Aerosmith’s ‘Walk This Way’ was the first band ‘auto-biography’ book I’d read back when it dropped in back 1997 and the well-thumbed hardback on my shelves is testament to how many times I’ve either re-read or consulted it since. I also picked up Steven Tyler’s ‘Does The Nose in My Head Bother You’ at, I think, an airport or similar some years back so I was keen to read to read Joe Perry’s ‘Rocks’ when it was published yet, somehow, hadn’t.
Until, that is, while hitting up the local library with my son to stock up on books for him to read (it gives me a massive sense of pride that he takes joy in sitting down and reading to himself already) I saw Joe Perry’s ‘Rocks: My Life in and out of Aerosmith’ waiting for me to pluck from the shelves – it’s probably worth pointing out that the music and biog sections sit close by the children’s section, this tale of excess wasn’t nestling alongside the Hilda or Roald Dahl books.
An expectedly calmer read than that of Mr Tyler’s prose – though Perry too was assisted in his auto-bio – while ‘Rocks’ offers a counterpoint to some of his singer’s arguments as well as picking up on the tumult within the band since 1997 (numerous fallings out, injuries, Led Zeppelin auditions and finding out about X-Factor gigs via the internet) as well as just how excessively manipulated by the toxic approach of their manager Tim Collins. Perry gives an insight into his personal life, how event recent addictions to pain pills nearly derailed his marriage and, of course, his relationship with Tyler.
One of the biggest take-homes though is the Perry’s dissatisfaction with his working relationship with Steven Tyler and his singer’s seeming reluctance to write with him alone anymore despite supposedly seeing them as a Jagger / Richards songwriting team. While Tyler – even as recently as Aerosmith’s last studio album Music From Another Dimension – seems inclined to keep trying to write a ‘hit’ single, Perry would rather stick to what the band is good at. If ‘Rocks’ is truth then he and the rest of the band were so appalled at ‘Girls of Summer’ as a song so non-Aerosmith they refused to be in the video.
While Tyler may think that a band into its fourth decade has another chance at a massive hit (likely the reason the last album was so dampened by the cheesiest of ballads), one thing’s clear – Joe Perry has a love for and a real knack for the dirty blues (as opposed to ‘pure blues) rock riffs that make up the band’s finest work.

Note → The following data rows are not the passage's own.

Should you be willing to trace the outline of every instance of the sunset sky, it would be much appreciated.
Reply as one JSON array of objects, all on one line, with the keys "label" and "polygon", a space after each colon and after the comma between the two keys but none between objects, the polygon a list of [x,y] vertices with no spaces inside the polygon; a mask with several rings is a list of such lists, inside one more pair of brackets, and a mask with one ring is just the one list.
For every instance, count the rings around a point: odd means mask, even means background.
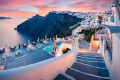
[{"label": "sunset sky", "polygon": [[50,11],[103,12],[113,0],[0,0],[0,16],[45,16]]}]

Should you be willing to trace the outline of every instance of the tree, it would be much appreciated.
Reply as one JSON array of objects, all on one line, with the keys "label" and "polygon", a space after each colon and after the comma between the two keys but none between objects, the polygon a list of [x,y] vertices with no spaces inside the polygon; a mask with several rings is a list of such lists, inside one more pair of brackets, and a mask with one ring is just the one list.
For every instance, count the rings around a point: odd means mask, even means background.
[{"label": "tree", "polygon": [[98,19],[99,19],[99,24],[102,23],[102,16],[98,16]]}]

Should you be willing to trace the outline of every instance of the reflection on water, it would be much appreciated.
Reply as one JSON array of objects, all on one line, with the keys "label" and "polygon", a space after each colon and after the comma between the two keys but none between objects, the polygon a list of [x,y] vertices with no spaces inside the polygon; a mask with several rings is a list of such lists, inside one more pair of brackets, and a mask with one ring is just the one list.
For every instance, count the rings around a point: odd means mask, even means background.
[{"label": "reflection on water", "polygon": [[31,40],[31,37],[25,34],[22,34],[14,28],[18,24],[25,21],[27,18],[13,18],[0,20],[0,48],[4,47],[5,44],[8,46],[15,46],[17,43],[27,43],[28,40]]}]

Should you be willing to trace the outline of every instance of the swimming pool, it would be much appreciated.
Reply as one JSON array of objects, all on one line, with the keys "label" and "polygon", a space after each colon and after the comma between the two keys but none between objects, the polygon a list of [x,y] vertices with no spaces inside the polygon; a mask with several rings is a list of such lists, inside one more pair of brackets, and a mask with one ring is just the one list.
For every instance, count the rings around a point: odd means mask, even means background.
[{"label": "swimming pool", "polygon": [[49,53],[52,51],[52,46],[45,47],[45,48],[43,48],[43,50],[46,51],[47,53]]}]

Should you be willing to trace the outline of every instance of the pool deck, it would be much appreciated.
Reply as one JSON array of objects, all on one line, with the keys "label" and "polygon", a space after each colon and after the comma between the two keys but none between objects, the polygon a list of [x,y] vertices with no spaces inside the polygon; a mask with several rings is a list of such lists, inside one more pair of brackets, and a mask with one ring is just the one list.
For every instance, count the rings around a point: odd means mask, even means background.
[{"label": "pool deck", "polygon": [[[41,44],[42,47],[38,48],[36,46],[38,44]],[[34,50],[32,50],[32,51],[27,51],[26,48],[21,48],[20,51],[22,51],[23,54],[13,55],[13,56],[10,56],[9,58],[7,58],[7,64],[4,68],[4,70],[37,63],[37,62],[54,57],[51,54],[49,54],[43,50],[43,48],[53,45],[53,44],[54,44],[53,41],[49,42],[48,44],[37,43],[35,46],[32,46],[32,47],[34,47]],[[18,49],[16,49],[15,51],[18,51]],[[15,53],[15,51],[10,51],[8,53],[12,54],[12,53]],[[0,54],[0,66],[5,65],[5,59],[2,59],[2,56],[4,54],[6,54],[6,53]]]}]

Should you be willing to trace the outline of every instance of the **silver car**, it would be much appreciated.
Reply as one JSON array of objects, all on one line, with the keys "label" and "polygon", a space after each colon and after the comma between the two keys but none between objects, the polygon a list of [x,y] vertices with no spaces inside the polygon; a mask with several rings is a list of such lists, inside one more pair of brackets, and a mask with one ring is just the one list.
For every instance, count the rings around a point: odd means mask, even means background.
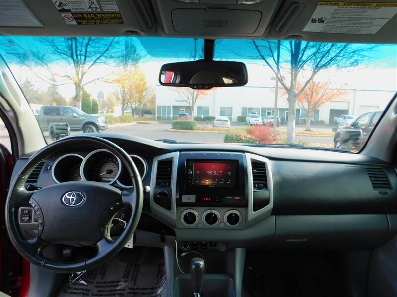
[{"label": "silver car", "polygon": [[217,116],[214,120],[213,126],[230,128],[230,121],[227,116]]}]

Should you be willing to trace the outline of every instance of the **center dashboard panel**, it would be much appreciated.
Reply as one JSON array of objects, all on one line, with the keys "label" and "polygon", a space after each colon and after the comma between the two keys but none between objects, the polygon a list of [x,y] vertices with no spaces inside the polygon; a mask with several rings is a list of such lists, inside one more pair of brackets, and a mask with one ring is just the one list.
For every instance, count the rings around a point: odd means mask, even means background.
[{"label": "center dashboard panel", "polygon": [[155,158],[151,209],[178,228],[245,229],[270,215],[268,160],[249,153],[181,152]]}]

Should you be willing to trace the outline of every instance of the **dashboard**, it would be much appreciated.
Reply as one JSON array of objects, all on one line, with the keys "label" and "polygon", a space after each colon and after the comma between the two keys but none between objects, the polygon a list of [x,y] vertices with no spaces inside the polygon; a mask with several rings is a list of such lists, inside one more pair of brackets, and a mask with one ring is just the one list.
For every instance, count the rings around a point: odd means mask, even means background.
[{"label": "dashboard", "polygon": [[[123,148],[142,178],[143,218],[136,234],[145,245],[159,239],[171,245],[176,238],[186,250],[209,248],[210,243],[220,250],[353,250],[379,246],[397,232],[396,168],[379,160],[98,135]],[[14,172],[28,157],[18,160]],[[82,144],[49,156],[27,182],[45,187],[90,180],[133,191],[130,180],[112,153]]]}]

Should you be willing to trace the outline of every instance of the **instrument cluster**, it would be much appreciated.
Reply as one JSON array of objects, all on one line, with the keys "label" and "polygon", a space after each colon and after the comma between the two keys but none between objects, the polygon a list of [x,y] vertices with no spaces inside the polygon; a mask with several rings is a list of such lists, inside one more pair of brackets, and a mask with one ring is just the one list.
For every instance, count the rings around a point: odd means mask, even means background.
[{"label": "instrument cluster", "polygon": [[[132,154],[143,180],[147,173],[147,163],[141,157]],[[57,183],[72,181],[92,181],[119,188],[133,187],[131,177],[119,158],[106,149],[98,149],[85,157],[70,153],[63,155],[54,162],[51,169],[53,179]]]}]

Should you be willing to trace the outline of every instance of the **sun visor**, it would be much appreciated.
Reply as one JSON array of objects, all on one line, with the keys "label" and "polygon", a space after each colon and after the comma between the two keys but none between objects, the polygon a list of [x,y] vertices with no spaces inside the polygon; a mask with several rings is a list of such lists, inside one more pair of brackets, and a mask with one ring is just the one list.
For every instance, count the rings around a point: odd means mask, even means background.
[{"label": "sun visor", "polygon": [[[174,9],[172,23],[182,33],[232,35],[253,33],[262,16],[261,11],[237,9]],[[241,19],[245,20],[242,22]]]}]

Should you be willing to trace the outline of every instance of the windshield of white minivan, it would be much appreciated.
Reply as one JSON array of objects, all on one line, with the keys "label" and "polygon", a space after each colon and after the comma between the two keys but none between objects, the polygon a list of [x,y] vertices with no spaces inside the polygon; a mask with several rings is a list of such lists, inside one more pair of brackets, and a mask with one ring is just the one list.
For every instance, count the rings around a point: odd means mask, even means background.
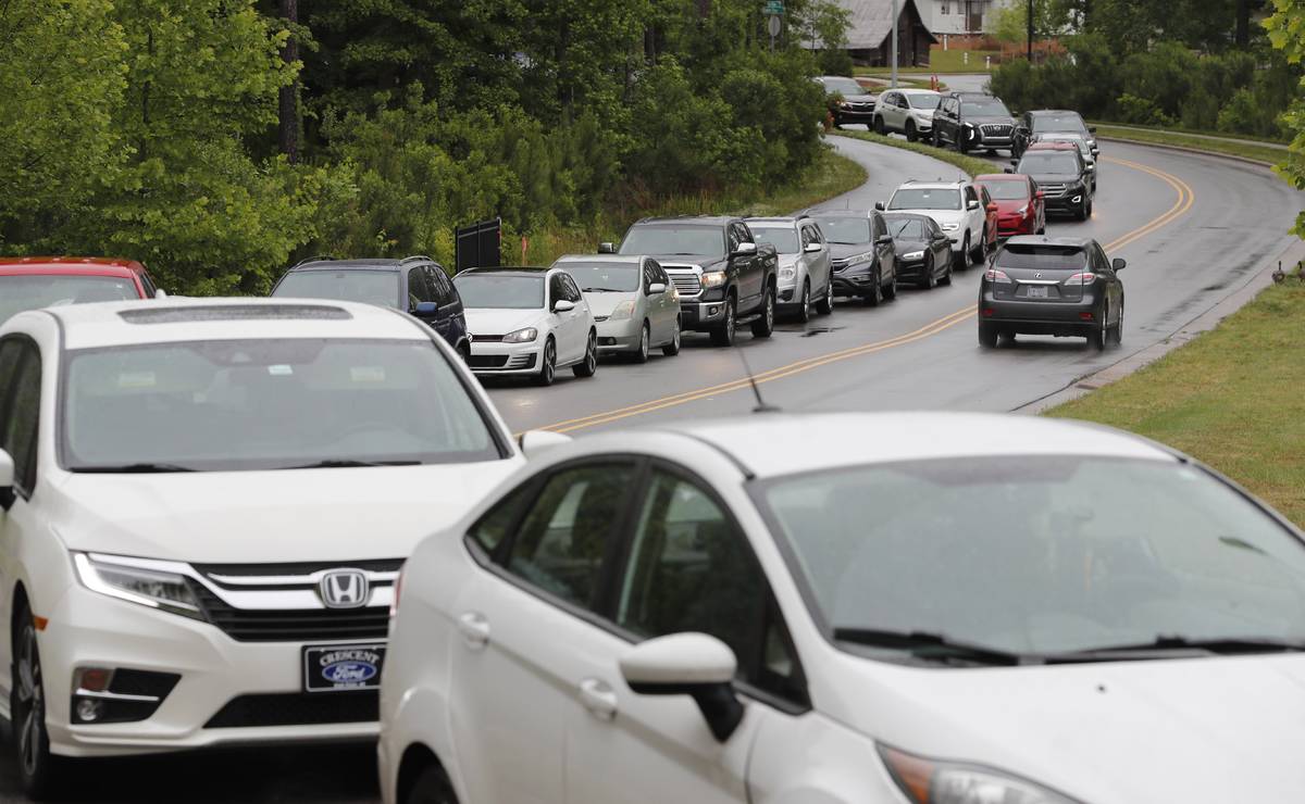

In fact whenever he hasn’t had an outlet for them in Aerosmith, or when he’s not been in the band, he’s put out a good body of solo work that’s stuffed with great tunes. While there’s something missing in the lyrics or vocals that only Mr Tyler can provide, so many of these could well have been more of a massive Aerosmith song than the schmaltz the group-writing sessions stuffed their later album with.
Here are five of which:
Let The Music Do The Talking
Perry walked away from Aerosmith in 1979. There’s plenty of reasons as to why but it was a glass of thrown milk that proved the final straw. While Perry would later discover that his / Aerosmith’s management team were working to hinder his solo career, the Joe Perry Project’s first album Let The Music Do The Talking shifted well enough, went down nicely with the critics and made it clear that Perry had the riffs that could’ve kept Aerosmith going for a lot longer (by 1980, Aerosmith were playing increasingly smaller venues and Tyler was collapsing on stage more frequently). So clearly an Aerosmith song that when the group reformed it was their first single, albeit with altered lyrics.
South Station Blues
Perry may have had the riffs but he still had an active addiction, a wife that was spending his money as though he were still drawing down Aerosmith payola and as the years went by the Project’s output decreased in quality though, with a new album a year after his first, Perry was already outpacing his former-band’s output. This, from the group’s second, is a pure belter.
Shakin’ My Cage
Years…. decades in fact after his last solo output, Joe Perry decided to ditch the Project element for his first proper ‘solo’ album in 2005. With Aerosmith on another rest period, Perry seemed determined to keep on the bluesier side that had leant itself to their last album Honkin’ On Bobo and put out an album on which he played everything but the drums. It’s not a very varied album but Perry showed he’d still got a fuckload of those classic heavy riffs in his bag even if Tyler didn’t want ’em and if you happen to dig those crunchy guitar workouts then it’s a pretty strong album.
Also from Joe Perry and one that was up for a Grammy for Best Rock Instrumental Performance – fittingly Perry lost out here to Les Paul.
We’ve Got A Long Way To Go
With Aerosmith’s plans in the toilet after illness, injuries and strife called their tour with ZZ Top to be cancelled, Perry pulled together Have Guitar Will Travel – billed as a solo but much more of a band album and a lot less ‘produced’ than his previous album, feeling more like a warm, home-studio rave-up than polished, it feels like a relief in that respect but doesn’t hold together too well. Still, he also had songs like this which were clearly written with his usual singer’s pipes in mind and would’ve gone down well as an Aerosmith tune.